This corresponds to the area designation indicated by a plurality of hyperplanes each including a combination link of the input layer, the intermediate layer, and the output layer and a node in the above-mentioned conventional technique. Therefore, the invention of the network type information processing system described above reduces the amount of description required to obtain the same accuracy as compared with the conventional neural network, reduces the number of elements, simplifies the configuration, and reduces the processing time. Can be shortened.

The learning method in the network type information processing system of the above-mentioned invention is such that while the network type information processing system processes information from the input information through the directional link and the calculation unit, the same input information is normally processed. Means for obtaining various information processing results, and using the normal result as the teacher signal, the difference (error) between the teacher signal and the above information processing result (output of the calculation unit) is obtained by the evaluation function, and the difference is large or small. And a vector value are calculated, and a learning means for correcting the filter function of the directional link is provided through the learning function. Here, as the means for obtaining a normal information processing result, for example, teacher information prepared by comparing input information and correct output information corresponding thereto is prepared in advance, and when the input information is given, correct output information is obtained. It is configured to be taken out. The learning function is a learning rule such as a gain value that changes the shape of the membership function described later. The learning means statistically processes the results / evaluations of a plurality of reaction cycles in the network type information processing system, not the error backpropagation learning for each reaction cycle, and based on the result of this statistical processing, It has a function modifying means for modifying the parameters of the filter function. In addition, the reaction cycle is one cycle of a process of “inputting and outputting”.

[0020]

SUMMARY OF THE INVENTION It is an object of the present invention to further improve the network type information processing system of the prior invention which solves the problems of the conventional neural network.

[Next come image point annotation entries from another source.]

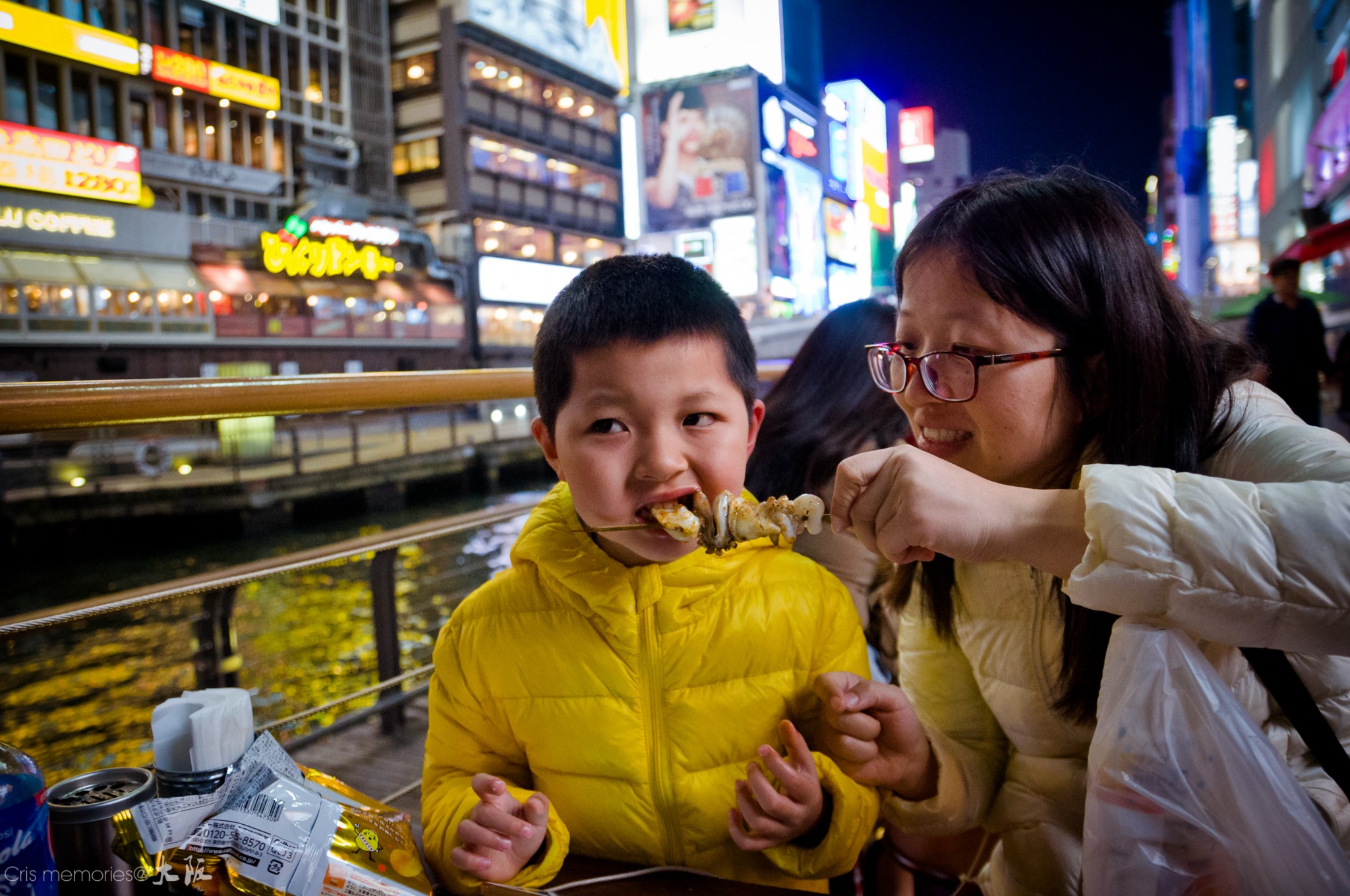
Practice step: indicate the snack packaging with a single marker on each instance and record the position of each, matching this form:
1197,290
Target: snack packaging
274,829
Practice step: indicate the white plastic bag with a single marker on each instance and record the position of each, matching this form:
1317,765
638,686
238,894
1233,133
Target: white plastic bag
1186,794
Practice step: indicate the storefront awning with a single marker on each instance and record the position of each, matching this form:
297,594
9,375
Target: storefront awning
1319,243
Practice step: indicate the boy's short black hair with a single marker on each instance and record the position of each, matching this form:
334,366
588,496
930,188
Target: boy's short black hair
641,298
1283,266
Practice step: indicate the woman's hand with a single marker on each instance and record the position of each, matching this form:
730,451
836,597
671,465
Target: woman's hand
874,735
908,505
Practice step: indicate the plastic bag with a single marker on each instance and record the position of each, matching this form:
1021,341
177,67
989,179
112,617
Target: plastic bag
1186,794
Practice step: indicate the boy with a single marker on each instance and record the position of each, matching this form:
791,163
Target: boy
631,679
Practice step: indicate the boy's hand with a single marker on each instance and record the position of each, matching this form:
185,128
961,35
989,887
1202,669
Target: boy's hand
501,834
769,817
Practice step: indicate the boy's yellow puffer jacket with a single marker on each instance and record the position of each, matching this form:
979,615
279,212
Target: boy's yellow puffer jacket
633,698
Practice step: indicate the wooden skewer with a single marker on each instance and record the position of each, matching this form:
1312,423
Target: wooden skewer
644,525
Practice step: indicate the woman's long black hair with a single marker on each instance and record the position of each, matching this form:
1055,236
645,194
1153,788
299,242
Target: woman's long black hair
825,408
1061,253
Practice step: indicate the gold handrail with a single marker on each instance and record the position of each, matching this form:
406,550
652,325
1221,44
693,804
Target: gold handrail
119,403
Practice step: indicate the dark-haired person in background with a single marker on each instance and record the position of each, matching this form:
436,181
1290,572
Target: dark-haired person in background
1086,449
823,410
1285,328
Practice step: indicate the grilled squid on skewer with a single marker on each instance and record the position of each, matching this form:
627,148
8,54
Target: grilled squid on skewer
725,521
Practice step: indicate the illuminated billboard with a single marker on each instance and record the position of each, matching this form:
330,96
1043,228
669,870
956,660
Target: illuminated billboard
701,146
266,11
916,132
868,168
224,81
682,38
53,162
68,40
587,36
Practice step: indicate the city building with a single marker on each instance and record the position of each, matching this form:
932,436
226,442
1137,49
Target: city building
1303,132
1210,240
508,149
154,149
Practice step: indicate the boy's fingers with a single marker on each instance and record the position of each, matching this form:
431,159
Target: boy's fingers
471,862
749,843
502,822
537,810
475,834
798,753
489,789
756,820
766,797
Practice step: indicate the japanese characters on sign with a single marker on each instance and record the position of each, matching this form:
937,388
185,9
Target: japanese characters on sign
224,81
51,162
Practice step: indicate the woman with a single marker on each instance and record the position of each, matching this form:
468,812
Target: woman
824,410
1084,449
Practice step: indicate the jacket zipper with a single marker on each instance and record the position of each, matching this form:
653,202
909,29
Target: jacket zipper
663,793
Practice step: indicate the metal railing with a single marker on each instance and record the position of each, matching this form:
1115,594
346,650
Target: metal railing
119,403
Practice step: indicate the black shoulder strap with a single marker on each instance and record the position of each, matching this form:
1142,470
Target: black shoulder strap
1288,690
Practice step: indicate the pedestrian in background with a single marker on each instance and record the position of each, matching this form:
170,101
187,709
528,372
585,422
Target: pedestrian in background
827,409
1287,332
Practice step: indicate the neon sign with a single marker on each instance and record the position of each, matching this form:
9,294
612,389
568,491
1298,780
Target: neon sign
335,257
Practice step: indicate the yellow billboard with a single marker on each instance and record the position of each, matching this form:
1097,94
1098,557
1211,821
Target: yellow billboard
71,40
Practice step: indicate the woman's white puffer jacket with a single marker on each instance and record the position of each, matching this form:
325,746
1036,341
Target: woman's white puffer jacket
1254,551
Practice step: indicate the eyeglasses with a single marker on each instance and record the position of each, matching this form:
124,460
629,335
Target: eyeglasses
947,376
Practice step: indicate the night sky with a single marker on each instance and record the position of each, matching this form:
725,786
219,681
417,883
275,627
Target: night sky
1034,84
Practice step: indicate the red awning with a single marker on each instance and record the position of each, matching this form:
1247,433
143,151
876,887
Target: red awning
1319,243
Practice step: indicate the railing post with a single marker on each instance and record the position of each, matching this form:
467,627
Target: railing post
215,655
384,611
295,450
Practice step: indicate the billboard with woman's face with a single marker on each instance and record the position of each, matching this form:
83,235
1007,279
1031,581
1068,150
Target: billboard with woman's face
701,145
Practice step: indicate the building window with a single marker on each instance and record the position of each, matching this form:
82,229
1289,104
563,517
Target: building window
500,238
581,251
46,98
138,123
160,131
16,90
413,72
504,158
191,136
81,104
417,155
502,77
256,148
107,111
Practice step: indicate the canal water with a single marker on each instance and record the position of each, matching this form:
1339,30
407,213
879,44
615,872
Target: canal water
78,696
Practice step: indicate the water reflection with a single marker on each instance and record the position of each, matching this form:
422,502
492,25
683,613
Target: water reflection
80,696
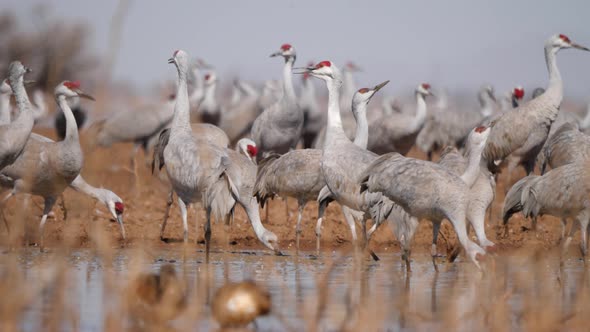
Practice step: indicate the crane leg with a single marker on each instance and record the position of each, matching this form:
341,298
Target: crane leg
134,166
433,249
183,214
568,239
298,227
351,222
207,234
62,206
286,199
49,202
2,203
318,228
166,213
476,218
584,233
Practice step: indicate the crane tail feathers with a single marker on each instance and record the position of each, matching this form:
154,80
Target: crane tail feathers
517,198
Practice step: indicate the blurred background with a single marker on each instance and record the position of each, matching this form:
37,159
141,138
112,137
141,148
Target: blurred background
458,45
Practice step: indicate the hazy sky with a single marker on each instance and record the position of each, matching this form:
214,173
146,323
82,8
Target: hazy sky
455,44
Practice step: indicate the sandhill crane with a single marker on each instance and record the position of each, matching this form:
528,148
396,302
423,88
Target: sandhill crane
60,120
398,132
314,119
196,96
565,146
427,190
200,171
40,106
245,146
112,202
278,128
47,168
237,120
481,193
562,192
14,135
157,297
298,174
139,125
5,92
235,305
523,131
209,109
342,161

1) In the rule generation method in the network type information processing system of the previous invention, there is one distribution function for each dimension. Therefore, there is a possibility that the recognition rate in the boundary area may be low. In addition, in the network type information processing system of the previous invention, in order to increase the recognition rate, it is possible to divide an effective area in the target space into a plurality of squares and set a distribution function for each dimension for each square. , Then there is a risk of explosion of the number of divisions.
It is an object of the present invention to provide a learning system that improves the recognition rate in the boundary area of a network type information processing system.

2) In the network type information processing system of the previous invention, the evaluation data is used only for checking the end of learning, and is not incorporated in the learning system. The present invention effectively uses the evaluation data, surely creates a rule in the area where the rule is not generated,
It is an object of the present invention to provide a learning system that can improve learning efficiency.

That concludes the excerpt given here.